Mais la prédominance du grand capital et des forces sociales reste une réalité, non ?

Prenez les gilets jaunes. Ils ont effectué leur démarche en dehors des syndicats. Ce découpage de la société en deux clans est une vision ancienne. C’est peut-être reposant intellectuellement pour ceux qui défendent cette vision, je ne sais pas… La société est bien plus complexe que cela, la réalité du citoyen belge est bien plus diverse et nuancée. Il y a bien sûr un spectre politique large, avec des personnes qui se retrouvent à chacune de ses extrémités, mais la majorité reste ancrée au centre. Il ne faut pas opposer les gens les uns aux autres. La nouvelle génération n’a pas envie d’être labellisée, elle s’investit dans des projets. Le pouvoir des citoyens est important et ceux-ci forment désormais des agrégats en fonction des sujets. C’est intéressant parce que nous ne sommes plus dans des blocs unitaires de pensée. Ce n’est par ailleurs pas contradictoire avec le fait qu’une partie de la jeunesse aspire à retrouver une société plus hiérarchisée, avec des référents plus autoritaires. Cette combinaison d’une approche plus horizontale et d’aspirations à davantage de hiérarchisation constitue toute la complexité du monde actuel.

Charles Michel quitte prématurément le Seize pour préparer sa présidence du Conseil européen. Il cède la place à sa ministre du Budget, la plus loyale d'entre tous.
Charles Michel quitte prématurément le Seize pour préparer sa présidence du Conseil européen. Il cède la place à sa ministre du Budget, la plus loyale d’entre tous.© Nicolas Maeterlinck/BELGAIMAGE

Il y a davantage de lieux de pouvoirs, dites-vous…

… et plus d’interactions. Les délimitations sont moins marquées qu’avant. En fonction de la sphère de compétence ou du sujet, ces forces – parce que le pouvoir, c’est la force – évoluent différemment.

Le vrai pouvoir consiste-t-il donc à créer le lien ?

En politique, vous pouvez plus facilement engendrer de la confiance et des accords dans une atmosphère où la relation interpersonnelle existe. Une des forces de Charles Michel, c’était de pouvoir tisser des relations interpersonnelles avec des gens différents, dans des sphères différentes. La politique, ce n’est pas une science exacte, c’est une science humaine. L’autre partie du lien et du réseau, qui est neuve, c’est l’inter- action directe avec la population via les réseaux sociaux. C’est un échange, mais paradoxalement, ceux qui investissent massivement dans l’expression directe au groupe via ces réseaux obtiennent les meilleurs résultats. On l’a bien vu lors des dernières élections…
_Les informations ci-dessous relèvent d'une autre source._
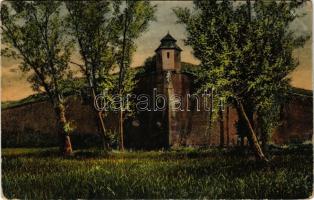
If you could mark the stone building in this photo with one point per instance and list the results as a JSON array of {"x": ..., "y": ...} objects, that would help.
[{"x": 154, "y": 128}]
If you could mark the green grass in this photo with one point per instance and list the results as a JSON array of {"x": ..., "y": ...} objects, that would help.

Vous faites référence aux résultats du Vlaams Belang ?

Voilà. Ce n’est pas un exemple qu’on aime, mais c’est un exemple.

Les réseaux sociaux constituent-ils une pression pour vous, femmes et hommes politiques ?
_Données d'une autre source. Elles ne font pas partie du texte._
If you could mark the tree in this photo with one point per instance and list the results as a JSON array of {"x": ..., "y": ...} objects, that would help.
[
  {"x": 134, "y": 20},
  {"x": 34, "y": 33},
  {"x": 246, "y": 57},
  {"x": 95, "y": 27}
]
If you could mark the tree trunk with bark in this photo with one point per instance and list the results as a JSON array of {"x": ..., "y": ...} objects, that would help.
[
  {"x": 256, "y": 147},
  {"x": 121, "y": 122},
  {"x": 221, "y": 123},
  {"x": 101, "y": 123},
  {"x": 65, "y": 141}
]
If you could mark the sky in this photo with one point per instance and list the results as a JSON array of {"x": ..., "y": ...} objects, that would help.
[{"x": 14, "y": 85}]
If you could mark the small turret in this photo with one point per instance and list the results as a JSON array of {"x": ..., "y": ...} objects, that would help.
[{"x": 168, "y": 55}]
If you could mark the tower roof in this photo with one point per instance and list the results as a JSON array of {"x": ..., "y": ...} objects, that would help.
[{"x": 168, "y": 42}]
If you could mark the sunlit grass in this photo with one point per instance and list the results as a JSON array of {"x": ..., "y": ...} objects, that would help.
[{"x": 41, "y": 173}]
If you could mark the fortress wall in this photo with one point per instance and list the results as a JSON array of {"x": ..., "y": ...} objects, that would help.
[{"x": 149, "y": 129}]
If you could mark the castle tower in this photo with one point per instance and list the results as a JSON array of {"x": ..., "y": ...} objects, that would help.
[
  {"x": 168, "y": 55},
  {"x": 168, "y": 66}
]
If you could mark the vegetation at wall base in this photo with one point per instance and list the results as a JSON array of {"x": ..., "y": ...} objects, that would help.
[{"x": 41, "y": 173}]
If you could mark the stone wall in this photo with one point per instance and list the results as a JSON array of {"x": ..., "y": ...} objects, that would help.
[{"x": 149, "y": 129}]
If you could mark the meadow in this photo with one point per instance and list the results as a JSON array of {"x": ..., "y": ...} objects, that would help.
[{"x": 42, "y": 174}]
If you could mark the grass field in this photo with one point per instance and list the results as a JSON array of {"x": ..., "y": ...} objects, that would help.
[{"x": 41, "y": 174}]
C’est une pression sans l’être. On ne peut pas nier qu’elle existe mais les opinions exprimées via les réseaux sociaux ne reflètent pas exactement celles de la population. Quand on voit le président américain utiliser les réseaux sociaux pour s’adresser directement aux gens, je me dis que c’est évidemment intéressant. Mais je reconnais que, personnellement, je préfère le passage par le travail journalistique parce que ce travail d’échange force à la réflexion dans sa communication, à se demander ce que l’on veut réellement dire : il incite à être plus vrai et sincère dans son expression.

Les partis continuent-ils à jouer un rôle majeur en faisant le liant entre tous les pouvoirs ?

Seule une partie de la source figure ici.